Base, how low can you go?
As the New Year headlines are dominated once more with gloomy economic news, the Bank of England has reduced interest rates to their lowest level in the 315 year history of the bank.
The base rate was at five percent as recently as last October, but since then it'd dropped in monthly chunks of 0.5, 1.5 and one percent respectively to bring it to two percent - as low as it's ever been.
Today's move takes it to 1.5 percent - uncharted territory. In recent history, prior to Bankageddon, the lowest Interest rates had been since 1974 was 3.5 percent in July 2003.
The point of reducing the base rate is to cause money-lenders to reduce the interest rates they charge on existing and new loans, hence making it cheaper to borrow money and hence injecting liquidity into the financial system - i.e. get people spending.
However, we're in a bit of a Catch 22 situation as the reason there's little liquidity in the financial system is that the banks are all skint.

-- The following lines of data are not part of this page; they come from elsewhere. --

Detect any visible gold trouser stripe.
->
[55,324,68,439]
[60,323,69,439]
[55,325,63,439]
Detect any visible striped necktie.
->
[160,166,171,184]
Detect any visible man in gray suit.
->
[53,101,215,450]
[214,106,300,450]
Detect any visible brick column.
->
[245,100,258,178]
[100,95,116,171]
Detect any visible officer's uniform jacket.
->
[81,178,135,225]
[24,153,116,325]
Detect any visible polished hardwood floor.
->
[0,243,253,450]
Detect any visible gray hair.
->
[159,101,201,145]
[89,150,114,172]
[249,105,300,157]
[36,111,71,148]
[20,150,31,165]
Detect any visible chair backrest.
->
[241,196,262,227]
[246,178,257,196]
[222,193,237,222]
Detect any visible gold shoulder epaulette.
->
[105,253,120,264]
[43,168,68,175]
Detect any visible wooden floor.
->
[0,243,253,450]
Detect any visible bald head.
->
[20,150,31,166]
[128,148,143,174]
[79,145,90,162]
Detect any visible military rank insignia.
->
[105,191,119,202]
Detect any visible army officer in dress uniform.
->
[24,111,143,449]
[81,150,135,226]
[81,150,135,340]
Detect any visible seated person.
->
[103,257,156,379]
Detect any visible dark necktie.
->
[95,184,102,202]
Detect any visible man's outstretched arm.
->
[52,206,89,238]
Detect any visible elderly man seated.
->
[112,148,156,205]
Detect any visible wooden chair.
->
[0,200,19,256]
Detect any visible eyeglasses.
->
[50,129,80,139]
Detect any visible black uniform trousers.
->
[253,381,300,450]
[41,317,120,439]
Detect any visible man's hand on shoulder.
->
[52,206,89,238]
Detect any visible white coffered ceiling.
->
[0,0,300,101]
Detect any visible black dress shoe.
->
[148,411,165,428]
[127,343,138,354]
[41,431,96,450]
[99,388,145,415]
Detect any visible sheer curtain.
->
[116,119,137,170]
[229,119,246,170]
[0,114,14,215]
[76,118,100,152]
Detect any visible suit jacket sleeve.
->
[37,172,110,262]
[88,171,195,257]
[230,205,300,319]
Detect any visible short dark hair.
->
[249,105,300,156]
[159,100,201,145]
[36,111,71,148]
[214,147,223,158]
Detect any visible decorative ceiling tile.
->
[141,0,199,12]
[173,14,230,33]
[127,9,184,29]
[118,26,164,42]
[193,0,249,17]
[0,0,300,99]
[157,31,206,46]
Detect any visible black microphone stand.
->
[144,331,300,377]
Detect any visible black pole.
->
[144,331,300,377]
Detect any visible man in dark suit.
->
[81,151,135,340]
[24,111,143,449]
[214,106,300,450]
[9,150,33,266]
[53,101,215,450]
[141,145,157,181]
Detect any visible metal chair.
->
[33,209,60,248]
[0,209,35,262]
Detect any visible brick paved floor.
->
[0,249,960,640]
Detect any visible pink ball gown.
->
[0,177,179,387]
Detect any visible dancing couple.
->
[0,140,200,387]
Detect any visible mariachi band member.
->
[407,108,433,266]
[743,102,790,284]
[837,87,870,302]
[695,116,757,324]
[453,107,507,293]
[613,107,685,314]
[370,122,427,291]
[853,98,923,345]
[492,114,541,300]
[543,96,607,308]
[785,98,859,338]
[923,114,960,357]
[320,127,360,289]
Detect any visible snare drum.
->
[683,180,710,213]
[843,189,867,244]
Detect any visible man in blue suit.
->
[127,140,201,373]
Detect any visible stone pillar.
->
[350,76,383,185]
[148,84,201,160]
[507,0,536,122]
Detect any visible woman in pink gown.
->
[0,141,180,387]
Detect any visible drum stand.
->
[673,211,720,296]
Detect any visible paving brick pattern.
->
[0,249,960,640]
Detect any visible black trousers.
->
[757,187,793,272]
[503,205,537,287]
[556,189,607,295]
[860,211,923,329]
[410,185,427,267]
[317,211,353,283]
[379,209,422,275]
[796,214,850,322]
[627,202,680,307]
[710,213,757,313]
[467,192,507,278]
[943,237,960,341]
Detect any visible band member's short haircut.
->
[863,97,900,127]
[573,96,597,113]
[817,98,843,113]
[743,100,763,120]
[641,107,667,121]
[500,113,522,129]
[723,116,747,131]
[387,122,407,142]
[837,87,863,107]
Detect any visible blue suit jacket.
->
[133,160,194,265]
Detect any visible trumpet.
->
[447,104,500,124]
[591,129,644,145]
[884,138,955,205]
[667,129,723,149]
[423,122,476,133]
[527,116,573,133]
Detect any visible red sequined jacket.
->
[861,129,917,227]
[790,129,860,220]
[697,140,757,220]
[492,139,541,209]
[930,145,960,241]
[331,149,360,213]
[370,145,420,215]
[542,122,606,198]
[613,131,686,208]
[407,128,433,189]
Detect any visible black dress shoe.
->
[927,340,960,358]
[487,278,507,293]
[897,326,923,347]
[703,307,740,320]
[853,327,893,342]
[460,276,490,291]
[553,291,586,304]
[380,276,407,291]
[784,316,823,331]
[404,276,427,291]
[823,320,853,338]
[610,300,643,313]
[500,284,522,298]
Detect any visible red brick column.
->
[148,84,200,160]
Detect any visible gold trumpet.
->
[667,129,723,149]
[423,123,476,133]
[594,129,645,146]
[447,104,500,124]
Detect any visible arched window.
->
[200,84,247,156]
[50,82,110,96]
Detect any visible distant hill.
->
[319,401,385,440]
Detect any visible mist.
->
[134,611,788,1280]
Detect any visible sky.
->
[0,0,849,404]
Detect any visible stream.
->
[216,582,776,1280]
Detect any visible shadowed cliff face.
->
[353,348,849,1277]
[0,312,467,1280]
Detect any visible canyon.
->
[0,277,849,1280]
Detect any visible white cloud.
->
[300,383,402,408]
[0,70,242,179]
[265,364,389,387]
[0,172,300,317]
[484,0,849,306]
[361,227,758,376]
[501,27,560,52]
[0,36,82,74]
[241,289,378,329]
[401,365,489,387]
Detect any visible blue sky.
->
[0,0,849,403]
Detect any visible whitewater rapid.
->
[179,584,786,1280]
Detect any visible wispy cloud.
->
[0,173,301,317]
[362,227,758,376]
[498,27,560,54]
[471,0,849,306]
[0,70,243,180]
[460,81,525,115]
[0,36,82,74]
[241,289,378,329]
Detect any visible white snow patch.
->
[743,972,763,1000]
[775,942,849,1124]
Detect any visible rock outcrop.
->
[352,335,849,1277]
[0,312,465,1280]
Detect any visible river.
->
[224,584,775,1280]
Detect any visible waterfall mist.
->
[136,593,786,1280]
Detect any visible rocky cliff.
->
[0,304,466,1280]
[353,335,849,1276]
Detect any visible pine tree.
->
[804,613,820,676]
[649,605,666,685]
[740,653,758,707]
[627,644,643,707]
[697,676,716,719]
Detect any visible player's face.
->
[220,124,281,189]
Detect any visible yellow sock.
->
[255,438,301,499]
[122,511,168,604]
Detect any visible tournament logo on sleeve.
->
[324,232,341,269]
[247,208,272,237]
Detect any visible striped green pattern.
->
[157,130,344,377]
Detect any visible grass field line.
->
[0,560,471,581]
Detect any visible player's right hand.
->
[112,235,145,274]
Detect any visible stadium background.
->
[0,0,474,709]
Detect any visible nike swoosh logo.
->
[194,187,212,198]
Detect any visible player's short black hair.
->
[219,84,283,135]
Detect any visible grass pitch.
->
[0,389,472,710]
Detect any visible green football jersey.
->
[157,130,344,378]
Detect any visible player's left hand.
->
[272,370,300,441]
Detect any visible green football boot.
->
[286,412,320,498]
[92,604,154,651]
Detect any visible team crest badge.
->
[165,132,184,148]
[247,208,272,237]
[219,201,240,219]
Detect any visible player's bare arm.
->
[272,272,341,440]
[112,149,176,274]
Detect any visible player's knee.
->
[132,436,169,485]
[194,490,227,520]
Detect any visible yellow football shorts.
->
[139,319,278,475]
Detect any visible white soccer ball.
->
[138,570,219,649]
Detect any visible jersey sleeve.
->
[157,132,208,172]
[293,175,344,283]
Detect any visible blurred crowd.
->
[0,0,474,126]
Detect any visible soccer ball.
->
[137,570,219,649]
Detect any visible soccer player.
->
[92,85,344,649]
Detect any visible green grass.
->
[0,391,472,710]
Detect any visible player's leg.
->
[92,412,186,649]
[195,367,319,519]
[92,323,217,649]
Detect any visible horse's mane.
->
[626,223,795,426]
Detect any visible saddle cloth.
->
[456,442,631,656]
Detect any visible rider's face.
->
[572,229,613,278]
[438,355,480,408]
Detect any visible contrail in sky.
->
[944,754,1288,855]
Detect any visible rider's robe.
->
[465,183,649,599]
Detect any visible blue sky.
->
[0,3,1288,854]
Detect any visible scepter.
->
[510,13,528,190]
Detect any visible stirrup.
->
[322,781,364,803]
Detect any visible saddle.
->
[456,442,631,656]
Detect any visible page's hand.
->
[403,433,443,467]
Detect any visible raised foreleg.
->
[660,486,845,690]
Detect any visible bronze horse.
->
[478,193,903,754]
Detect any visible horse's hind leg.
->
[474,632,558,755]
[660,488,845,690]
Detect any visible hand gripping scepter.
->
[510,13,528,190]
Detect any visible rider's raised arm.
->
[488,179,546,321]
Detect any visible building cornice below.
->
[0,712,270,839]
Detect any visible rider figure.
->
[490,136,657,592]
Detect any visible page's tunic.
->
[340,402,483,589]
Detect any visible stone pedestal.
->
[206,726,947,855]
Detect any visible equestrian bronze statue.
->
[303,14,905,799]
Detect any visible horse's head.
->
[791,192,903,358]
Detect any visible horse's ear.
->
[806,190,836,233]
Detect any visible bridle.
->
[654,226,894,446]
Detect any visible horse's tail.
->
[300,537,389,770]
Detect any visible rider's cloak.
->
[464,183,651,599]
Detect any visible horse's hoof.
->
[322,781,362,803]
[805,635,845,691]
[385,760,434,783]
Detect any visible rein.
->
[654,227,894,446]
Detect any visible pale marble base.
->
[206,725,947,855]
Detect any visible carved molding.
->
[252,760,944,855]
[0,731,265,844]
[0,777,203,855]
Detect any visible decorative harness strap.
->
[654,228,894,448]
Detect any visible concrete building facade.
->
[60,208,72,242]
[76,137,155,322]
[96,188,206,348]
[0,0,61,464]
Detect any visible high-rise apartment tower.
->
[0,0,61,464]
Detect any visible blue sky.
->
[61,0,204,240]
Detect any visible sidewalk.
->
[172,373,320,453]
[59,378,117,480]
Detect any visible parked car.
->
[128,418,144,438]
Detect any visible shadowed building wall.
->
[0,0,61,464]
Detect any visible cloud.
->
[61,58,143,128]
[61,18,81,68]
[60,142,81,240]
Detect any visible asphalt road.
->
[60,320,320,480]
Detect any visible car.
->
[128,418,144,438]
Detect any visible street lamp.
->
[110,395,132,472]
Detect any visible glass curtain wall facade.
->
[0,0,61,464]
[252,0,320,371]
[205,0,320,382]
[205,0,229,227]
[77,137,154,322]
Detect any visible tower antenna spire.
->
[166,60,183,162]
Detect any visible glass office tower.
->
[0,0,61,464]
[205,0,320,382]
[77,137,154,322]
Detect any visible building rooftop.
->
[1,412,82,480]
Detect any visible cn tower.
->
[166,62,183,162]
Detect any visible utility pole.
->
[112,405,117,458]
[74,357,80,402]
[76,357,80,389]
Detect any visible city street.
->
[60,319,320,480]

This means that they're prioritising recouping some of their losses from the sub-prime mortgage debacle instead of competing with each other by offering more competitive loan and mortgage deals.
Politicians are trying to pressure banks into passing on the interest rate cuts but they can't force them. The one gesture the government has made to try to stimulate spending apart from the bank bailout - cutting VAT from 17.5 to 15 percent, for a bit - has been universally derided as ineffective and a waste of tax-payer's money.
So the question is: how much effect will this new low in the Bank of England base rate actually have?